During more than 40 years as a firefighter Mr Jillings, now 84, won many awards, including the Gold Star in 1964.
He was also in the winning United Fire Brigades’ Association team in the 1953 New Zealand Championships and was awarded the Queen’s Fire Service Medal in 1982.
“I joined in 1939. I was 17, a year too young, but the superintendent wanted to make the team up.”
He enlisted in the Navy and at the end of 1943 went to England to train on submarines in Portsmouth, but was never involved in any fighting.
He returned to New Zealand at the end of 1945 to serve 10 more years before being promoted.
He has fond memories of the day that Hastings became a city. He said the entire brigade assembled at Windsor Park from where they paraded through towns finishing in Nelson Park.
“There were demonstrations that went on for two days steam engines and machines and all that.
“We showed people the fire pump in the park. One of the firemen left the pump running and the water ran out.”
His wife Joyce, who was busy looking after their five-month-old child at the time, remembers the fire engines at the demonstrations, the concerts and highland dancing.
“We kind of took it for granted, the change into a city.”
She said it was a wonderful time. Everyone rode bikes, and the assembly hall was always aglow on Saturday nights with people dancing the foxtrot and quick step. Mr Jillings played snooker, which was popular.

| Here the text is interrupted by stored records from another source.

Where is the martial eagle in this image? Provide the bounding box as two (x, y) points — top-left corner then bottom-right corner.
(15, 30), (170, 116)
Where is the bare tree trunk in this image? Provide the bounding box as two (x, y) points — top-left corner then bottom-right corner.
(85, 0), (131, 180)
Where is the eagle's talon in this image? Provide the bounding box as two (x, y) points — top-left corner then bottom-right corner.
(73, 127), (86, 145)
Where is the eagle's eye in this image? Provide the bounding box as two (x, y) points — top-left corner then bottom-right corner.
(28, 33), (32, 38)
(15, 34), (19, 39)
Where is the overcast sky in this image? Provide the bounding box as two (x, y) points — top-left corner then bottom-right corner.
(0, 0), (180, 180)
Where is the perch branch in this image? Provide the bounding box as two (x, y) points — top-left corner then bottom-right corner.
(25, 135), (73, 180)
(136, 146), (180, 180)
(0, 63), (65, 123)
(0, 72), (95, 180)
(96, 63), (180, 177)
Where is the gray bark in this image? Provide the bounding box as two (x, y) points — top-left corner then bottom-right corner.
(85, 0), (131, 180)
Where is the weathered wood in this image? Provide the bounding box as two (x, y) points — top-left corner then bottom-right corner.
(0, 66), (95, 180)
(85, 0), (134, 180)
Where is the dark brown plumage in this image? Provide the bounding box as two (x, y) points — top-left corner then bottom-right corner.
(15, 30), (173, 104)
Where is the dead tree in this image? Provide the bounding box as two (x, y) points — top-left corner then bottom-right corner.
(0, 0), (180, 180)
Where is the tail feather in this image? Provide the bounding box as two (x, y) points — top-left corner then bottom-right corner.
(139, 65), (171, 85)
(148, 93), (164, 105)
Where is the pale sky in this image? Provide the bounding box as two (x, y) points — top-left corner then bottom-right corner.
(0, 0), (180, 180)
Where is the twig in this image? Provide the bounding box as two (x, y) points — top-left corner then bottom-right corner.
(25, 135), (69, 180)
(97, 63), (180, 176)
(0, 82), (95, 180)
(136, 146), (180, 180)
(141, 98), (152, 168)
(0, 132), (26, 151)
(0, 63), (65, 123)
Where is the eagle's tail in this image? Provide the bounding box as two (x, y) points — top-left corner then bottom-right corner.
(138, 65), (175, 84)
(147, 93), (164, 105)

In 1956 the couple were living at the fire station.
Mr Jillings was working four 24-hour shifts a week and was highly respected, eventually becoming fire chief in 1974.
Until 1950 firefighters’ breathing equipment consisted of war-time gas masks. Mr Jillings has seen many changes since then, with more sophisticated equipment now the norm.
The worst fires he has fought were the Watties factory fire in 1962 and the Tomoana freezing works blaze in 1979.
He said he was never scared because he always had plenty to do.
Coping with thick smoke was particularly difficult.
“We had to go down low to the ground where there was some air. We used to cough up black stuff.”
Mrs Jillings was born in Hastings and Mr Jillings came from Auckland when he was just one year old, so the couple had seen many changes to the city.
Mrs Jillings said the city had come ahead in “leaps and bounds”.
Mr Jillings also noted developments such as the showgrounds and the race course.
“A lot of the old wooden buildings and old department stores have gradually been pulled down, and it looks a lot different now.
“The population has grown a lot. There were a lot of industrial jobs which brought in people. Havelock North was taken over – it wasn’t included in those days,” Mr Jillings said.
“It was a wonderful city to live in, and still is.”
Photo caption – LOOKING BACK: Lou Jillings, deputy fire chief in 1956, has spent 83 years in Hastings.